Oh ? Tiens ? Il a une femme ?
Elle sort d'une pièce et s'avance vers l'homme.
Attends. Attends. (WAIT !💃💃)
Elle ne porte que de la lingerie ou c'est devenu tendance et c'est moi qui suis le seul choqué ? Non, elle est vraiment vêtue d'un ensemble à dentelle qui met très bien en valeur toutes ses formes.
Je tourne les yeux pour ne pas la regarder. Ce serait irrespectueux de ma part si je continuais à la regarder, même sans arrière pensée.
"Tiens ? M. Jisung n'est pas habitué à voir une beauté pareille ? Allons, ne soyez pas si timide. C'est son travail après tout."
'Travail' ? Comment ça- Oh. J'ai compris. Cette dame n'est pas sa femme. Elle ne porte pas d'alliance.
"Revenons-en sur le projet veuillez-vous ? Et madame, pouvez-vous mettre un peignoir au moins ? Ou ne pas vous montrer tout simplement, ce serait meilleur."
La femme se crispe à ce ton plutôt froid, du Bastian tout craché. Elle a l'air presque choquée et énervée - elle qui semblait être prête pour une nuit mouvementée en vue de sa tenue et de son sourire. Ou même, peut-être qu'elle n'a pas l'habitude qu'on la traite ainsi ?
En tout cas, toute envie de luxure lui quittant lorsqu'elle comprend qu'elle n'est pas désirée ici, sauf par M. Grey qui m'a l'air bien tactile avec elle.
Bref.
Même si c'est compliqué, je garde mes yeux sur notre client afin de rester respectueux malgré que je dois voir la femme en même temps. C'est presque dégoûtant et pas professionnel du tout. Nous sommes là pour parler d'affaires et il laisse cette prostitué se coller à lui comme s'ils allaient nous faire un show.
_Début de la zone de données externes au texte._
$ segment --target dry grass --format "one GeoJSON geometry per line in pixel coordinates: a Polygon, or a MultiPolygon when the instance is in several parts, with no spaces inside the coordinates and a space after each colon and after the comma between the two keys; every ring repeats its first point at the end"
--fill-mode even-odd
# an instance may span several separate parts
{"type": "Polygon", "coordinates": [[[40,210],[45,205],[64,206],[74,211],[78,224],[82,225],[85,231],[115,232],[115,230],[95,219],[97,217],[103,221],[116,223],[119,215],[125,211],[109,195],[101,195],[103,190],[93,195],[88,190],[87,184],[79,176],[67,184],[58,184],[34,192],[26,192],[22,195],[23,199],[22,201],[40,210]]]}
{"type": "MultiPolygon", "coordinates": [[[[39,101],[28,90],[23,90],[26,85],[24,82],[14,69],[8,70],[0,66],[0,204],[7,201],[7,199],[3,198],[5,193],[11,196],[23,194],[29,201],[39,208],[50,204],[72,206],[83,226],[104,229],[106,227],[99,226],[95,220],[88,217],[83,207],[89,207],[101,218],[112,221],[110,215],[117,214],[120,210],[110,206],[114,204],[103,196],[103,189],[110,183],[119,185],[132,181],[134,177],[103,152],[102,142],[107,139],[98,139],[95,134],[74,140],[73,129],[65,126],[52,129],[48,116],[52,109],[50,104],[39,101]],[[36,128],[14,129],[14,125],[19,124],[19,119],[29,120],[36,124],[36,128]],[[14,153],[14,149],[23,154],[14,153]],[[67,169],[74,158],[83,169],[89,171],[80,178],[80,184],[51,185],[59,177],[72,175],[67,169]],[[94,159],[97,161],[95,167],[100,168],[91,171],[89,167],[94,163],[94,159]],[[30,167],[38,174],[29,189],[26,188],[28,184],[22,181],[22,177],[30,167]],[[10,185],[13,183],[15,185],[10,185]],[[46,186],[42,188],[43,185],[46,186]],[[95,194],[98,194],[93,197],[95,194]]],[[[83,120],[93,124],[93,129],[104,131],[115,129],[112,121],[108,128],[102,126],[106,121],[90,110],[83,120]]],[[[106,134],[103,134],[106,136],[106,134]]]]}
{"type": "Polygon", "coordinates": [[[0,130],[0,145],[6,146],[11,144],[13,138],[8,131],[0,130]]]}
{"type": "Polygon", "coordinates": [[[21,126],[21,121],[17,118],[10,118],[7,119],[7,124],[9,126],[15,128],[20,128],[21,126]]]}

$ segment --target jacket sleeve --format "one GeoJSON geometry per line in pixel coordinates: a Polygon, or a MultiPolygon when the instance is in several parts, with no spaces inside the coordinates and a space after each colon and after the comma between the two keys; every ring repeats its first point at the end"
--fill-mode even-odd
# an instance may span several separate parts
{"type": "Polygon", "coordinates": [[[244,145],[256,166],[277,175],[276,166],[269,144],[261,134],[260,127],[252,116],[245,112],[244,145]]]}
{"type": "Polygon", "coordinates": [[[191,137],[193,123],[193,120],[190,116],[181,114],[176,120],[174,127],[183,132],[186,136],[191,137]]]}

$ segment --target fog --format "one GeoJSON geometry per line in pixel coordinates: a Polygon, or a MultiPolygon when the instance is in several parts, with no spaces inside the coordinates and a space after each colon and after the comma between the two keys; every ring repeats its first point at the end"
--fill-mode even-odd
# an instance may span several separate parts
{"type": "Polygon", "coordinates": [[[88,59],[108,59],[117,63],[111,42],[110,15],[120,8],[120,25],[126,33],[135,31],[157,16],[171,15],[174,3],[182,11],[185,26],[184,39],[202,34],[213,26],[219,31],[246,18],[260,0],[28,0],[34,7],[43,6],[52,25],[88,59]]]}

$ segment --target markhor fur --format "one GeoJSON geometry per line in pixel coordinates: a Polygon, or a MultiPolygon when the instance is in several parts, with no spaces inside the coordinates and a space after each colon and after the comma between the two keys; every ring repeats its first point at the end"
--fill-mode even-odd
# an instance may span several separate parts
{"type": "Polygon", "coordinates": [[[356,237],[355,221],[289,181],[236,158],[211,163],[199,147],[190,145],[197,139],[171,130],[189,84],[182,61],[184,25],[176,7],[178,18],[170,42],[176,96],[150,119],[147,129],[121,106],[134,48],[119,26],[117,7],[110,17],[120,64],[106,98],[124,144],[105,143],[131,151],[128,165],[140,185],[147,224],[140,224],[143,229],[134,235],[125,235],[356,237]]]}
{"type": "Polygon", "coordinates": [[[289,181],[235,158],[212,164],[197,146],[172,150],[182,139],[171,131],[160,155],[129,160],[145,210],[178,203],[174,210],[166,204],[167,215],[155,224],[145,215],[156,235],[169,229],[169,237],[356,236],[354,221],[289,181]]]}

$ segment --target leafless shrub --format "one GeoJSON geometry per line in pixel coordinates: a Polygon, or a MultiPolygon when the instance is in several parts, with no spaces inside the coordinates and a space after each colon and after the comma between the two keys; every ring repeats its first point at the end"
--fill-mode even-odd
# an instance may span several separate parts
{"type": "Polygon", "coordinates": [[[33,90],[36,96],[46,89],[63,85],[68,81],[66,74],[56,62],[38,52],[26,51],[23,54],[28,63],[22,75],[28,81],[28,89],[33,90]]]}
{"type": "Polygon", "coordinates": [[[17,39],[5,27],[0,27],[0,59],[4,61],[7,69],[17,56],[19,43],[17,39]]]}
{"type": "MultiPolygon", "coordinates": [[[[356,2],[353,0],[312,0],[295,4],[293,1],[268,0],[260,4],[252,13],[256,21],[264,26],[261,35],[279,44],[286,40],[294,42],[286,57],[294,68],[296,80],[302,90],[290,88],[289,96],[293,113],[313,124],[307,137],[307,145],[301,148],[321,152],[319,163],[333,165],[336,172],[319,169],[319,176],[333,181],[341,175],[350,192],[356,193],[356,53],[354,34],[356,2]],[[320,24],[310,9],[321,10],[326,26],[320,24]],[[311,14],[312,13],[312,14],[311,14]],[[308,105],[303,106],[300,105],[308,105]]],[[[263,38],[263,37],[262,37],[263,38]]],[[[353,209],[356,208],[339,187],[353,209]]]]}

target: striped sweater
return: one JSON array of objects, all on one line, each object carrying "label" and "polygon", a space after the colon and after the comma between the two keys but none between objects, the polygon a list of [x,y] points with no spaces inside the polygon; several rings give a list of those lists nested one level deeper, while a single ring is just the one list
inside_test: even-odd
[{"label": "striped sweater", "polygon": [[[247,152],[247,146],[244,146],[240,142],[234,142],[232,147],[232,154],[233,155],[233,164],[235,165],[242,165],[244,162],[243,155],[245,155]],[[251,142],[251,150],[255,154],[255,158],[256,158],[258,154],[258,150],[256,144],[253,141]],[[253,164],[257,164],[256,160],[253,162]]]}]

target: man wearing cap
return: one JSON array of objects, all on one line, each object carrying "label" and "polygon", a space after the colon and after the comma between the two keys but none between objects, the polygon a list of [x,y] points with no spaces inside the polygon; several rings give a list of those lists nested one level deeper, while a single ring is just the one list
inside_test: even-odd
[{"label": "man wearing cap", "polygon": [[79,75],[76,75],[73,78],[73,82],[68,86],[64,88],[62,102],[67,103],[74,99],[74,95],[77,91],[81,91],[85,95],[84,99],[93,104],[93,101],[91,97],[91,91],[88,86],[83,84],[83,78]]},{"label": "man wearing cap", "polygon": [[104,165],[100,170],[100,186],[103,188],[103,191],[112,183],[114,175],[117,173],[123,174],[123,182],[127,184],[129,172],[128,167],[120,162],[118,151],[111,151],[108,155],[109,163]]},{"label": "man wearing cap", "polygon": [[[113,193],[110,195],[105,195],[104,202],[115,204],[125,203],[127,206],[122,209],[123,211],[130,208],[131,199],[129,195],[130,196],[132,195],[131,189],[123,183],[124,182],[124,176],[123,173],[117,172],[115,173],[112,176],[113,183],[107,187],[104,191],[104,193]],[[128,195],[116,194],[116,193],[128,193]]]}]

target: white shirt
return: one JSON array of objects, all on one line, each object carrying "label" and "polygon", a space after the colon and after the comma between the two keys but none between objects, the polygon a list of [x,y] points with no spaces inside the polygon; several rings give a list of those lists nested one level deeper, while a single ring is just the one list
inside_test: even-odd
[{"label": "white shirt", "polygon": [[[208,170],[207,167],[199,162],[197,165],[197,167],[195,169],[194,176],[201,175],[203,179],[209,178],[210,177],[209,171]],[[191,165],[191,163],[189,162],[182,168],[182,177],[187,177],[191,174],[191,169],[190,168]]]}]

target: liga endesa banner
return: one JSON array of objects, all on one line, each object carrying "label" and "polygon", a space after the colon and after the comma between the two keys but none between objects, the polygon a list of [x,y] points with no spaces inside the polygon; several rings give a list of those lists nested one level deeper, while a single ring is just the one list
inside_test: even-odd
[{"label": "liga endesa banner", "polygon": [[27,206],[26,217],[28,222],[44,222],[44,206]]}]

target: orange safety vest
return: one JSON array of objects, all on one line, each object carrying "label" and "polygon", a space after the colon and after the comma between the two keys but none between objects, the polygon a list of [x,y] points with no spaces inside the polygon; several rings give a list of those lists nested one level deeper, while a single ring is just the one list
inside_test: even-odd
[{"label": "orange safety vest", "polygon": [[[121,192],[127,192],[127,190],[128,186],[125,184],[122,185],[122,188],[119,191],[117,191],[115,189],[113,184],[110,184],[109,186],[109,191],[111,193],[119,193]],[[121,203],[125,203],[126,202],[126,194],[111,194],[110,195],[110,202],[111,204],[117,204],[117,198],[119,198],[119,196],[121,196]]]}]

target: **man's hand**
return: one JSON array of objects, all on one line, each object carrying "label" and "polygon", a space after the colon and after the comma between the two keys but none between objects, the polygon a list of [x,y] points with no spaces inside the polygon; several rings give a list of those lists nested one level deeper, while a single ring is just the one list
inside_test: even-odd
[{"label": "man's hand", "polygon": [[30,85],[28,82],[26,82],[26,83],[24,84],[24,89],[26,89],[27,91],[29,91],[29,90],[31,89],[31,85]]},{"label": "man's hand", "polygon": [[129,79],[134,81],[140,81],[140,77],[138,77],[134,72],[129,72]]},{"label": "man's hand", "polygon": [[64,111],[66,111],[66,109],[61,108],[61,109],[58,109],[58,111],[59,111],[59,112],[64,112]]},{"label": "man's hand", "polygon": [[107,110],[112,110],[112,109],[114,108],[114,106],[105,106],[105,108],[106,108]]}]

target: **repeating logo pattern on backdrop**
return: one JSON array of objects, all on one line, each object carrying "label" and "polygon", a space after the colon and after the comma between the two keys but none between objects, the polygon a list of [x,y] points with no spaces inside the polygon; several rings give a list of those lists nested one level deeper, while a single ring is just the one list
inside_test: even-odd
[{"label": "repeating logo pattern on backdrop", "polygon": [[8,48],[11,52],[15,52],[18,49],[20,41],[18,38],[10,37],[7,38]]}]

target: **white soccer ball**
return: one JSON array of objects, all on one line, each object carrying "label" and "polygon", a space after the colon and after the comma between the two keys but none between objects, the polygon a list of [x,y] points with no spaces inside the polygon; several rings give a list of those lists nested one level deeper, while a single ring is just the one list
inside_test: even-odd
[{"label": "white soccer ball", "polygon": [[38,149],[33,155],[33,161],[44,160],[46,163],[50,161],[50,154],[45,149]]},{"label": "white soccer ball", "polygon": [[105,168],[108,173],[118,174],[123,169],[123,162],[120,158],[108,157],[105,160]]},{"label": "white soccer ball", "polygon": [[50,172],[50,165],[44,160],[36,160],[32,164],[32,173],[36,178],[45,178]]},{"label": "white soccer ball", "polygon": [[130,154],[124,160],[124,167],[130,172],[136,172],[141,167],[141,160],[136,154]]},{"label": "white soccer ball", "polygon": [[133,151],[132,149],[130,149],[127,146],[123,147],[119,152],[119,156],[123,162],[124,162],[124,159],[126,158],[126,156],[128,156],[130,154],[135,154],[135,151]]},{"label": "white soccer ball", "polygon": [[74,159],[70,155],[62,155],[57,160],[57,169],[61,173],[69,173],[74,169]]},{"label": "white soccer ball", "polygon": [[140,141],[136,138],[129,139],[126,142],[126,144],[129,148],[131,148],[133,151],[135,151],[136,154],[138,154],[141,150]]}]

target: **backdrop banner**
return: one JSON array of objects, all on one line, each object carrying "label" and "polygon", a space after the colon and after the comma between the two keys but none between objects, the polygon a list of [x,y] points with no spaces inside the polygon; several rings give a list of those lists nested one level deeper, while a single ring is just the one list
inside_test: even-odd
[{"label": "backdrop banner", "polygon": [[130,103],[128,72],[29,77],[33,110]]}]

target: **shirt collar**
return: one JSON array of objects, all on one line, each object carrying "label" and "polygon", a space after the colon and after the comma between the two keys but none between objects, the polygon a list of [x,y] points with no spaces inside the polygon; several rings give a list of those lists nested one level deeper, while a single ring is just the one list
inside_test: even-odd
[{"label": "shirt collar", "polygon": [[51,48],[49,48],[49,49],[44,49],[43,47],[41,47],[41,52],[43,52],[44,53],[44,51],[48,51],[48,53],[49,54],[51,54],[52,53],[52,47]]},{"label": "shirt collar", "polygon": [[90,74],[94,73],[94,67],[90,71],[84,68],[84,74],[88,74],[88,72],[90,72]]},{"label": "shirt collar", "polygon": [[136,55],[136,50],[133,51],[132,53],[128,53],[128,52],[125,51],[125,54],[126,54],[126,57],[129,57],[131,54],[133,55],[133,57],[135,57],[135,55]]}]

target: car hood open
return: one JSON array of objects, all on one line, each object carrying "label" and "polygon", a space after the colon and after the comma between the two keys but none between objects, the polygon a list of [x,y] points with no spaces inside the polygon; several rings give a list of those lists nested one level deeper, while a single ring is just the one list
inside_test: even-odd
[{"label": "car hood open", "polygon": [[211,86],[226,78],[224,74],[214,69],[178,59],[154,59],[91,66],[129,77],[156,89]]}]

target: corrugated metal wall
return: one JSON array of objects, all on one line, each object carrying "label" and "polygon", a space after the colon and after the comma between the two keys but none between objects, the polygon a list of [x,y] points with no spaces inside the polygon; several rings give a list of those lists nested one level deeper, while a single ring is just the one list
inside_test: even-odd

(nda : je ne juge pas cette profession et la respecte totalement !)
"Vous nous accordez combien de temps pour ce projet de construction ?" demandé-je afin de rester sur le pourquoi nous sommes venus ici.
- Eh bien, je vous laisse deux semaines. Ce n'est pas le parcours du combattant ce que je vous demande de faire, pas vrai ?
- En effet, deux semaines est une durée parfaite. dit Bastian avant de se lever du canapé en cuir. Je vous remercie de faire appel à notre entreprise et de nous faire confiance. On se revoit très bientôt, M. Grey." conclu-t-il en lui serrant la main.
Une fausse gratitude. Un faux sourire. De fausses paroles. Tout ça c'est pour le professionnalisme.
  Bastian doit avoir l'habitude de le faire, c'est presque comme respirer pour lui. Ce n'est absolument pas une critique mais de l'admiration. Il déteste tant parler à des personnes et est tellement insociable que c'est surprenant comment il arrive à être si hypocrite.
  Ça me fait l'admirer de plus en plus. Malgré qu'il ait un caractère de merde. Clairement.
"Hé, le p'tit coréen. Je te donne mon numéro et appelle-moi quand tu veux, mon choux. J'ai un petit penchant pour les asiatiques, tu sais ?"
Je m'abstiens de vomir ou de grimacer quand elle me fait un clin d'œil.
  Puis, soudain, Bastian me prend par le poignet et nous emmène vers la sortie.
"Garde tes services pour quelqu'un d'autre. On n'est pas intéressé, salope." crache-t-il par dessus son épaule.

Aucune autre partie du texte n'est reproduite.